La Bibbia

 

Joël 2

Studio

   

1 Blaast de bazuin te Sion, en roept luide op den berg Mijner heiligheid; laat alle inwoners des lands beroerd zijn, want de dag des HEEREN komt, want hij is nabij.

2 Een dag van duisternis en donkerheid, Een dag van wolken en dikke duisterheid, als de dageraad uitgespreid over de bergen; een groot en machtig volk, desgelijks van ouds niet geweest is, en na hetzelve niet meer zal zijn tot in jaren van vele geslachten.

3 Voor hetzelve verteert een vuur, en achter hetzelve brandt een vlam; het land is voor hetzelve als een lusthof, maar achter hetzelve een woeste wildernis, en ook is er geen ontkomen van hetzelve.

4 De gedaante deszelven is als de gedaante van paarden, en als ruiters zo zullen zij lopen.

5 Zij zullen daarhenen springen als een gedruis van wagenen, op de hoogten der bergen; als het gedruis ener vuurvlam, die stoppelen verteert; als een machtig volk, dat in slagorde gesteld is.

6 Van deszelfs aangezicht zullen de volken in pijn zijn; alle aangezichten zullen betrekken als een pot.

7 Als helden zullen zij lopen, als krijgslieden zullen zij de muren beklimmen; en zij zullen daarhenen trekken, een iegelijk in zijn wegen, en zullen hun paden niet verdraaien.

8 Ook zullen zij de een den ander niet dringen; zij zullen daarhenen trekken elk in zijn baan; en al vielen zij op een geweer, zij zouden niet verwond worden.

9 Zij zullen in de stad omlopen, zij zullen lopen op de muren, zij zullen klimmen in de huizen; zij zullen door de vensteren inkomen als een dief.

10 De aarde is beroerd voor deszelfs aangezicht, de hemel beeft; de zon en maan worden zwart, en de sterren trekken haar glans in.
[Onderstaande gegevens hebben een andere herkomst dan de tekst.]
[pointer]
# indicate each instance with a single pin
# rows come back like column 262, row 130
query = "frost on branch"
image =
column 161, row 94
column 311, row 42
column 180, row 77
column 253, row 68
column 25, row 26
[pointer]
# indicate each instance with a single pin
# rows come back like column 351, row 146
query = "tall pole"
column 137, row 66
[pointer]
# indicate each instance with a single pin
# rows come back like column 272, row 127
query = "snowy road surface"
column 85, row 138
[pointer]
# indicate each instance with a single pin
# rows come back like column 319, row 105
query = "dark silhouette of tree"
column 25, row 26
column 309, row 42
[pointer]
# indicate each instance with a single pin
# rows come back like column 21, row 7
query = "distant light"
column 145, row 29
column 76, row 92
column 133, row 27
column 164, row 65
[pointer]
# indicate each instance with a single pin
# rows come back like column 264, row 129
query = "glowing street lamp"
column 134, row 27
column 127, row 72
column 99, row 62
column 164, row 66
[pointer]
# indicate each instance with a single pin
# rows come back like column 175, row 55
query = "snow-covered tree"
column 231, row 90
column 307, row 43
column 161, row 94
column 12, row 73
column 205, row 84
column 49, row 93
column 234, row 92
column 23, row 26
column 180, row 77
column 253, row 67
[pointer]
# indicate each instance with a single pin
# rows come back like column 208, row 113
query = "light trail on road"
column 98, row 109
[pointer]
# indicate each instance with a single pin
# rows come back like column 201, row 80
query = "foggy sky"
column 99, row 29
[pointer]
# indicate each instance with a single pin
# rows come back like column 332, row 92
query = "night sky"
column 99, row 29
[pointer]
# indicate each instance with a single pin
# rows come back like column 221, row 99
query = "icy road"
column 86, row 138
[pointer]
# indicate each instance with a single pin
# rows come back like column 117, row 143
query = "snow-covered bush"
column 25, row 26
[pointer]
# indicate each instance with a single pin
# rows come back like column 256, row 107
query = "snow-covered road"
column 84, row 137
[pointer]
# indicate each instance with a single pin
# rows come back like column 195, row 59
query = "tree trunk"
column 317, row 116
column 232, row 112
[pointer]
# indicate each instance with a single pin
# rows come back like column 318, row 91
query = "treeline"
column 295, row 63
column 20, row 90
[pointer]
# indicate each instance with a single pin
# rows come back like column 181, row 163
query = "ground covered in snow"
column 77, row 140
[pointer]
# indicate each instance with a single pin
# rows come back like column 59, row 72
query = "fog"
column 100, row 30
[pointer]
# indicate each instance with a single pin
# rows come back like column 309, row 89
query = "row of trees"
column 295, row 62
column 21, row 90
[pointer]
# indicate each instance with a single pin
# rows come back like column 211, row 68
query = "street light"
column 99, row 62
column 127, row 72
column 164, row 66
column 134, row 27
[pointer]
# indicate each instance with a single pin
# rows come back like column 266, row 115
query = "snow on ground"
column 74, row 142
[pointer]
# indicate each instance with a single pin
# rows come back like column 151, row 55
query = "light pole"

11 En de HEERE verheft Zijn stem voor Zijn heir henen; want Zijn leger is zeer groot, want Hij is machtig, doende Zijn woord; want de dag des HEEREN is groot en zeer vreselijk, en wie zal hem verdragen?

12 Nu dan ook, spreekt de HEERE, bekeert u tot Mij met uw ganse hart, en dat met vasten en met geween, en met rouwklage.

13 En scheurt uw hart en niet uw klederen, en bekeert u tot den HEERE, uw God; want Hij is genadig en barmhartig, lankmoedig en groot van goedertierenheid, en berouw hebbende over het kwade.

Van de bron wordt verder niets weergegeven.